CIREBONNEWS.ID | Beri Motivasi di Acara Silaturahim dan Launching Komunitas Literasi Santri “Dilapetang” Penulis Nasional Ustadz Cahyadi Takariawan – SMP IT-MA Pesantren al-Quran di Kayuwalang, Kota Cirebon, Jawa Barat, mengadakan acara silaturahim sekaligus launching Komunitas Literasi Santri “Dilapetang.” Acara ini dihadiri oleh banyak kalangan, termasuk tokoh-tokoh literasi dan santri-santri dari pesantren tersebut.
Ustadz Agus Talik, M.Pd., selaku pimpinan pondok yang telah berdiri selama lebih dari satu dekade, menjadi tuan rumah acara ini. Turut hadir pula seorang penulis nasional yang telah dikenal luas, Ustadz Cahyadi Takariawan, yang telah menghasilkan lebih dari 90 judul buku dan ribuan artikel di berbagai media massa, media online, dan media sosial.
Dalam sambutannya, Ustadz Cahyadi Takariawan membagikan motivasi dan tips menulis kepada para santri dan peserta acara. Ia menyampaikan bahwa untuk menjadi penulis yang kuat, seseorang harus menempuh beberapa tahap dalam membaca. “Pertama, membaca ayat al-Qur’an dan sunnah, seperti QS. an-Nisa 19 atau hadits yang berkaitan dengan ayat tersebut,” katanya. Ia menekankan pentingnya membaca tafsir, penjelasan ulama, serta ilmu pengetahuan yang relevan dengan pesan ayat-ayat tersebut.
Ustadz Cahyadi juga menekankan bahwa menulis harus didasari niat yang ikhlas. “Menulis itu kuncinya ikhlas. Aku menulis untuk menyebar kebaikan. Itu sudah cukup,” ujarnya. Menurutnya, menulis bukan untuk mengharapkan pujian, tetapi untuk mencari ridha Allah.
Selain itu, Ustadz Cahyadi mengingatkan pentingnya latihan menulis secara rutin. “Sebagai latihan, menulis bebas saja.

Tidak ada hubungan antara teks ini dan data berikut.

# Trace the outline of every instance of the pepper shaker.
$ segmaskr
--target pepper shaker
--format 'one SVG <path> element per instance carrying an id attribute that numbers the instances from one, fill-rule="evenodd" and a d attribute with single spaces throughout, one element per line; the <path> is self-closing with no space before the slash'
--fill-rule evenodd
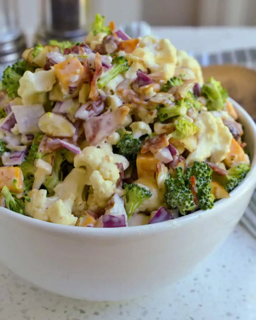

Setiap hari, minimal satu halaman,” tuturnya. Ia mendorong para santri untuk terus menulis tanpa memikirkan kualitas pada awalnya, karena dengan latihan yang konsisten, kualitas tulisan akan meningkat.
Lebih lanjut, ia juga menekankan bahwa seorang penulis harus banyak membaca agar memiliki banyak stok ide. “Agar ide muncul dan tulisan kaya, maka kita harus banyak membaca,” jelasnya. Membaca akan membantu penulis menghasilkan karya yang berdampak, tidak hanya bagi diri sendiri tetapi juga untuk keluarga dan masyarakat.
Ustadz Cahyadi pun mengajak peserta untuk menulis bebas tentang apa saja—dari suara hati hingga pengalaman sehari-hari. “Menulis itu proses mengeluarkan semua yang ada dalam hati kita,” katanya.
Tidak hanya berbicara tentang teknis menulis, Ustadz Cahyadi juga menekankan dampak positif menulis dalam kehidupan. Ia bercerita bagaimana buku-buku yang ditulisnya telah membawanya ke berbagai negara dan memberinya banyak pengalaman berharga. “Rumahku sekarang adalah rumah dari hasil menulis buku dan bedah buku di berbagai kota dan negara,” ungkapnya.
Menulis, menurutnya, adalah salah satu cara mengikat ilmu dan ide. “Ide itu seperti binatang buruan, kalau tidak diikat, akan lari. Maka menulis adalah cara terbaik untuk mengikat ide,” tegasnya. Ia juga mengingatkan pentingnya disiplin waktu dalam menulis, meskipun hanya 8 menit per hari.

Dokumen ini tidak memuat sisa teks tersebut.